We all know women get things done — but there's a new poll that definitively proves that when it comes to the anti-Trump movement, women are really getting it done. An unscientific poll, conducted by Lake Research Partners and focusing on members of the civic action group Daily Action, found that women made the majority of anti-Trump calls to Congress. Other surveys and polls have largely turned up the same response: the anti-Trump movement is overwhelmingly made up of women, and many of them have said they're planning to become more politically involved. Considering the danger a Trump administration poses to women, that shouldn't exactly be surprising.

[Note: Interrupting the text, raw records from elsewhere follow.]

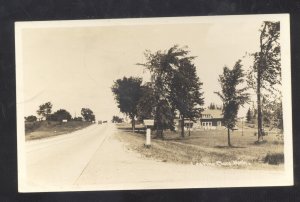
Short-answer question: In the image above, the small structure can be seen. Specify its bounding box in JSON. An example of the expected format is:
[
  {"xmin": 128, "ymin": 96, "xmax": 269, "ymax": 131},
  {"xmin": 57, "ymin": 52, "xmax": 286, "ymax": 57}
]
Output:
[
  {"xmin": 199, "ymin": 109, "xmax": 224, "ymax": 130},
  {"xmin": 175, "ymin": 109, "xmax": 224, "ymax": 131}
]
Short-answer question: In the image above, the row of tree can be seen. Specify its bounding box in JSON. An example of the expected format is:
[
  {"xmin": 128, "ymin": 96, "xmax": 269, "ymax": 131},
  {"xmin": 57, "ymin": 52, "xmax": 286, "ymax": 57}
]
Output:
[
  {"xmin": 112, "ymin": 45, "xmax": 204, "ymax": 138},
  {"xmin": 25, "ymin": 102, "xmax": 95, "ymax": 122},
  {"xmin": 112, "ymin": 21, "xmax": 282, "ymax": 146}
]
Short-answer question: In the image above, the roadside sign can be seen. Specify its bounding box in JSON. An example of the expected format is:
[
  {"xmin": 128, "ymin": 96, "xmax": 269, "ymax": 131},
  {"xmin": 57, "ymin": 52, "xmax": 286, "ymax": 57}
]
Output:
[{"xmin": 144, "ymin": 119, "xmax": 154, "ymax": 126}]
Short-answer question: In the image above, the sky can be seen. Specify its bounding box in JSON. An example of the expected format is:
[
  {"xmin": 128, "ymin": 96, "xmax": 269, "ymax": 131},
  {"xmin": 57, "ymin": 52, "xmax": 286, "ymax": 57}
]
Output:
[{"xmin": 19, "ymin": 17, "xmax": 261, "ymax": 120}]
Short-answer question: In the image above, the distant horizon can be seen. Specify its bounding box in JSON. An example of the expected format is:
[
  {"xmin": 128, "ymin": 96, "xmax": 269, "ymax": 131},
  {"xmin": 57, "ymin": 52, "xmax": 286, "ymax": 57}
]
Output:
[{"xmin": 17, "ymin": 15, "xmax": 272, "ymax": 120}]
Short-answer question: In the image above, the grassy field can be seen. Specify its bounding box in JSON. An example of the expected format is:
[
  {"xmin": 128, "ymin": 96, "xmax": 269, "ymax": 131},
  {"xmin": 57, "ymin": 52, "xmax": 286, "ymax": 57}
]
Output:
[
  {"xmin": 25, "ymin": 121, "xmax": 92, "ymax": 141},
  {"xmin": 114, "ymin": 124, "xmax": 283, "ymax": 169}
]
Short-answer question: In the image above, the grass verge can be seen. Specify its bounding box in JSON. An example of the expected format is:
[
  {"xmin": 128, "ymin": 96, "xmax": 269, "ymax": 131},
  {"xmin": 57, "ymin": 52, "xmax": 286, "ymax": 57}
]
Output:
[
  {"xmin": 117, "ymin": 125, "xmax": 283, "ymax": 169},
  {"xmin": 25, "ymin": 121, "xmax": 92, "ymax": 141}
]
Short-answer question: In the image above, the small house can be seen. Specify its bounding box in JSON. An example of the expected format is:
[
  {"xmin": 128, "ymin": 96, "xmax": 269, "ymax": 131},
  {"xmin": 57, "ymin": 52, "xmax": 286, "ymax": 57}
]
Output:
[{"xmin": 199, "ymin": 109, "xmax": 224, "ymax": 129}]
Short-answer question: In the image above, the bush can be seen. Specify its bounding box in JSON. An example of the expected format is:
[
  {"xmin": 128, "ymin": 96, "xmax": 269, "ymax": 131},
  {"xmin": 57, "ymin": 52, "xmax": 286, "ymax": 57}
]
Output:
[{"xmin": 264, "ymin": 153, "xmax": 284, "ymax": 165}]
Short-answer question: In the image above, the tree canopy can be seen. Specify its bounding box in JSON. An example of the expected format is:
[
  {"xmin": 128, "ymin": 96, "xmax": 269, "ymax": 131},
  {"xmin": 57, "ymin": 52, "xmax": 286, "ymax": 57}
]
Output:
[
  {"xmin": 111, "ymin": 77, "xmax": 142, "ymax": 131},
  {"xmin": 248, "ymin": 21, "xmax": 281, "ymax": 141},
  {"xmin": 139, "ymin": 45, "xmax": 203, "ymax": 138},
  {"xmin": 48, "ymin": 109, "xmax": 72, "ymax": 122},
  {"xmin": 25, "ymin": 115, "xmax": 37, "ymax": 122},
  {"xmin": 37, "ymin": 102, "xmax": 52, "ymax": 119},
  {"xmin": 81, "ymin": 108, "xmax": 95, "ymax": 122},
  {"xmin": 216, "ymin": 60, "xmax": 249, "ymax": 146}
]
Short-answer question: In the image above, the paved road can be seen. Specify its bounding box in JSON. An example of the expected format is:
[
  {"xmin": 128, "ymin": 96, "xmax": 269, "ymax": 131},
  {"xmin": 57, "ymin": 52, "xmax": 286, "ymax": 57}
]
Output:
[{"xmin": 20, "ymin": 124, "xmax": 290, "ymax": 191}]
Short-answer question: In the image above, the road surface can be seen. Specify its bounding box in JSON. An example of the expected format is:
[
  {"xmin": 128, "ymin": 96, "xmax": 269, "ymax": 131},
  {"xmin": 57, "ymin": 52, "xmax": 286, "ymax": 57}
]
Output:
[{"xmin": 19, "ymin": 123, "xmax": 291, "ymax": 192}]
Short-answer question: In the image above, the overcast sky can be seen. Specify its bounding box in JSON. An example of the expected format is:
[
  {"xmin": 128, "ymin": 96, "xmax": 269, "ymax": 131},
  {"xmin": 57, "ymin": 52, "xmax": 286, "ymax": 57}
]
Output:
[{"xmin": 18, "ymin": 17, "xmax": 261, "ymax": 120}]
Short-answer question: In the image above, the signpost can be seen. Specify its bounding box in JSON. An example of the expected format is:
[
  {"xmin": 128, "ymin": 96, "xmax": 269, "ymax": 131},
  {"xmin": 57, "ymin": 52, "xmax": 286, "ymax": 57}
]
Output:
[{"xmin": 144, "ymin": 119, "xmax": 154, "ymax": 147}]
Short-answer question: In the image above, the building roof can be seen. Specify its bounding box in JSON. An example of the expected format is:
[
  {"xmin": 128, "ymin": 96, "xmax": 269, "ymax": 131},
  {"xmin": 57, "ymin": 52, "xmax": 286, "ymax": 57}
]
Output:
[{"xmin": 201, "ymin": 109, "xmax": 223, "ymax": 119}]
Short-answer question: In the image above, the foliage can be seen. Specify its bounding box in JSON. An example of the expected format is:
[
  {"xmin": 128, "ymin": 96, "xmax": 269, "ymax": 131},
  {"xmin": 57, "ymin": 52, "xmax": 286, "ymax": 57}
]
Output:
[
  {"xmin": 137, "ymin": 83, "xmax": 158, "ymax": 121},
  {"xmin": 25, "ymin": 115, "xmax": 37, "ymax": 122},
  {"xmin": 111, "ymin": 116, "xmax": 124, "ymax": 123},
  {"xmin": 264, "ymin": 153, "xmax": 284, "ymax": 165},
  {"xmin": 139, "ymin": 45, "xmax": 203, "ymax": 137},
  {"xmin": 111, "ymin": 77, "xmax": 142, "ymax": 131},
  {"xmin": 81, "ymin": 108, "xmax": 95, "ymax": 122},
  {"xmin": 37, "ymin": 102, "xmax": 52, "ymax": 119},
  {"xmin": 170, "ymin": 58, "xmax": 204, "ymax": 137},
  {"xmin": 73, "ymin": 116, "xmax": 83, "ymax": 121},
  {"xmin": 246, "ymin": 108, "xmax": 253, "ymax": 123},
  {"xmin": 216, "ymin": 60, "xmax": 249, "ymax": 146},
  {"xmin": 248, "ymin": 21, "xmax": 281, "ymax": 141},
  {"xmin": 47, "ymin": 109, "xmax": 72, "ymax": 122}
]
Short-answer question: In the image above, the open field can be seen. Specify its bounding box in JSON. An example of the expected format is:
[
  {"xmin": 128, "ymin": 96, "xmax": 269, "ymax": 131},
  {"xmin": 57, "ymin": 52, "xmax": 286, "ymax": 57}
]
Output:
[
  {"xmin": 117, "ymin": 124, "xmax": 283, "ymax": 169},
  {"xmin": 25, "ymin": 121, "xmax": 92, "ymax": 141}
]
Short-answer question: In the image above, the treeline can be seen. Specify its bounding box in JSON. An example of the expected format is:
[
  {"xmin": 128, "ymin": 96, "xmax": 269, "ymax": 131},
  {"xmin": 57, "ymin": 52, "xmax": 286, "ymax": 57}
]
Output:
[
  {"xmin": 112, "ymin": 21, "xmax": 283, "ymax": 146},
  {"xmin": 112, "ymin": 45, "xmax": 204, "ymax": 138},
  {"xmin": 25, "ymin": 102, "xmax": 95, "ymax": 122}
]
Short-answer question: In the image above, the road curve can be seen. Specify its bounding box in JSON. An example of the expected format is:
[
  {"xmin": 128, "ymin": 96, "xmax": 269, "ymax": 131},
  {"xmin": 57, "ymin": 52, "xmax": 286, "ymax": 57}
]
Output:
[
  {"xmin": 20, "ymin": 124, "xmax": 292, "ymax": 192},
  {"xmin": 25, "ymin": 124, "xmax": 114, "ymax": 190}
]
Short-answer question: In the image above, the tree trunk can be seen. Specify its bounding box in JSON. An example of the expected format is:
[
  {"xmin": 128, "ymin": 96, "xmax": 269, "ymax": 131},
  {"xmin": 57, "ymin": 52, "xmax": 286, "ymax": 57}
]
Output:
[
  {"xmin": 189, "ymin": 120, "xmax": 191, "ymax": 136},
  {"xmin": 180, "ymin": 115, "xmax": 184, "ymax": 137},
  {"xmin": 131, "ymin": 117, "xmax": 135, "ymax": 132},
  {"xmin": 227, "ymin": 128, "xmax": 231, "ymax": 147},
  {"xmin": 256, "ymin": 53, "xmax": 263, "ymax": 142}
]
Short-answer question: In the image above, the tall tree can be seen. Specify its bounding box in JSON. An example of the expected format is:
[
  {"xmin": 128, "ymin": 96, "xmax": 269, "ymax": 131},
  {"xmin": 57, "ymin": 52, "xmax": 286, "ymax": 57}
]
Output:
[
  {"xmin": 139, "ymin": 45, "xmax": 201, "ymax": 138},
  {"xmin": 216, "ymin": 60, "xmax": 249, "ymax": 147},
  {"xmin": 170, "ymin": 57, "xmax": 204, "ymax": 137},
  {"xmin": 111, "ymin": 77, "xmax": 142, "ymax": 132},
  {"xmin": 81, "ymin": 108, "xmax": 95, "ymax": 122},
  {"xmin": 25, "ymin": 115, "xmax": 37, "ymax": 122},
  {"xmin": 36, "ymin": 102, "xmax": 52, "ymax": 120},
  {"xmin": 248, "ymin": 21, "xmax": 281, "ymax": 142},
  {"xmin": 246, "ymin": 108, "xmax": 252, "ymax": 123}
]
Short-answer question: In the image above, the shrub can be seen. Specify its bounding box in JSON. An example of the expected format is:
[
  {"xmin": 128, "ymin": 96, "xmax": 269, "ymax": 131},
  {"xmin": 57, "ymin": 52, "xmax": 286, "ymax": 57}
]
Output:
[{"xmin": 264, "ymin": 153, "xmax": 284, "ymax": 165}]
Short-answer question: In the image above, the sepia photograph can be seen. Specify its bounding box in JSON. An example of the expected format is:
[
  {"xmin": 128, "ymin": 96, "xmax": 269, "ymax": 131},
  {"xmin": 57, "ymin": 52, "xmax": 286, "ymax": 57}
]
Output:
[{"xmin": 15, "ymin": 14, "xmax": 294, "ymax": 192}]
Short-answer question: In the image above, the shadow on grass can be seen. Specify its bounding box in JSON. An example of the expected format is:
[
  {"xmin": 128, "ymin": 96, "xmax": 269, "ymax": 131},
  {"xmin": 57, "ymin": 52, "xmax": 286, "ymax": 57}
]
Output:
[{"xmin": 214, "ymin": 145, "xmax": 246, "ymax": 149}]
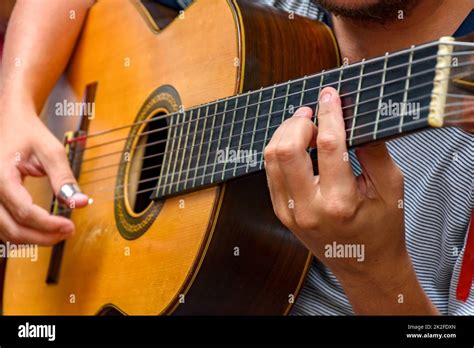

Daily Action members receive, via text message, a civic action to carry out every morning — and the to-do list often involves calling a member of Congress. Of the 28,320 Daily Action members who responded to a text-based poll recently sent out by Lake Research Partners, a stunning 86 percent were women, and most members fell between age 30 and 65. Daniel Gotoff, who leads Lake Research's New York office, told the Huffington Post that poll respondents were likely Daily Action's most active members, or "the ones making the calls and showing up at events." Judging by their gender and age range, many of them are likely moms, as well.

According to the Huffington Post, female liberal Democrats were also 7 percentage points more likely than Democratic men to report protesting, marching, or demonstrating in a SurveyMonkey poll, and 6 points more likely to say they'd written Congress representatives. A post-election survey by PerryUndem, a nonpartisan public opinion research firm, found that Trump had a net favorability rating of -24 points among women and only -3 among men, and women were more likely to support an increase in female politicians in government.

The Lake Research poll showed that the one major issue concerning Daily Action activists was health care (37 percent of respondents said it was their number one voting issue), which also helps explain the surge in female activism. So far, the Trump administration has mainly come after health care issues that affect women, with attempts to slash Planned Parenthood funding, repeal mandated maternity and birth insurance coverage, and limit abortion access. It has also cut funding for women's health care abroad.

These are issues that overwhelmingly affect women and moms, so it's really no surprise that women are turning out en masse to protest the Trump administration's policies. So far, the Women's March on Washington and Day Without a Woman have been massive successes — so let's hope women continue to dial up the activism and let American politicians know what they want and need from their government.